Cette digression est devenue, monsieur, plus longue que je ne me l’étais proposé ; mais il était important de vous faire connaître de quel prix est l’aveu que vous faites de l’avantage évident du propriétaire au système de la liberté, et de la diminution qu’éprouveraient ses revenus par le retour de l’ancien système. En diminuant le revenu des propriétaires, vous taririez la source de la plus grande partie des salaires, et vous diminueriez les moyens de payer l’impôt. Si le roi n’a et ne peut avoir que sa part dans le produit net de la terre, tout ce qui restreint ce produit net, tout ce qui tend à faire baisser la valeur ou à rendre plus faible la quantité des productions, restreint, resserre, affaiblit la part du roi, et la possibilité, non-seulement de l’augmenter, mais encore de la soutenir telle qu’elle est.

Les circonstances malheureuses où se trouve l’État ne vous permettent pas de diminuer les impôts, et il est bien plutôt à craindre que vous ne soyez forcé de les augmenter. Augmenter d’un côté les impôts, et de l’autre diminuer le revenu des terres, c’est attaquer à la fois la feuille et la racine ; c’est, passez-moi la trivialité de l’expression en faveur de sa justesse, c’est user la chandelle par les deux bouts.

Je reviens au premier objet de ma lettre, à la discussion des trois parties de votre raisonnement.

Il est, comme vous l’observez, indubitable que les revenus des propriétaires des fonds doivent augmenter par la liberté du commerce des grains : mais permettez-moi de vous faire remarquer, monsieur, que ce n’est point du tout, comme vous paraissez le supposer, parce que la liberté rend le grain plus cher.

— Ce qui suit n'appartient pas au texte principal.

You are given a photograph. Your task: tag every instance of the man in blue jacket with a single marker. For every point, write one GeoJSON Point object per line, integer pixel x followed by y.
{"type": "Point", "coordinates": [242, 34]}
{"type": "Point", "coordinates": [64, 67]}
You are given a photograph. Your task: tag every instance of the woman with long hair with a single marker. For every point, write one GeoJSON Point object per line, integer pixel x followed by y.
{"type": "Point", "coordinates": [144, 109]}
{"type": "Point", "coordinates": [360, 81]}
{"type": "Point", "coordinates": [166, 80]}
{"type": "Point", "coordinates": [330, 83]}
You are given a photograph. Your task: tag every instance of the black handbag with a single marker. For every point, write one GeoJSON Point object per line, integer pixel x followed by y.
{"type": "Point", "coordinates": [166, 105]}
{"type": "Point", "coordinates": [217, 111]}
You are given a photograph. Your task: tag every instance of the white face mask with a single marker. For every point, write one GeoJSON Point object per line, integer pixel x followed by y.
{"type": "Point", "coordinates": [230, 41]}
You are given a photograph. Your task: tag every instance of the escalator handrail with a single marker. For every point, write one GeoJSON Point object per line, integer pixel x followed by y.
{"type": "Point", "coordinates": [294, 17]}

Il n’est point du tout vrai qu’en général l’effet de la liberté soit, ni doive être de rendre le grain plus cher ; et il est prouvé que le prix doit en diminuer dans le plus grand nombre des cas, et je crois l’avoir irrésistiblement établi dans ma lettre précédente : veuillez vous rappeler, monsieur, que je parle ici du prix moyen auquel les consommateurs payent le grain, compensation faite des bonnes et des mauvaises années, du bas prix et de la cherté.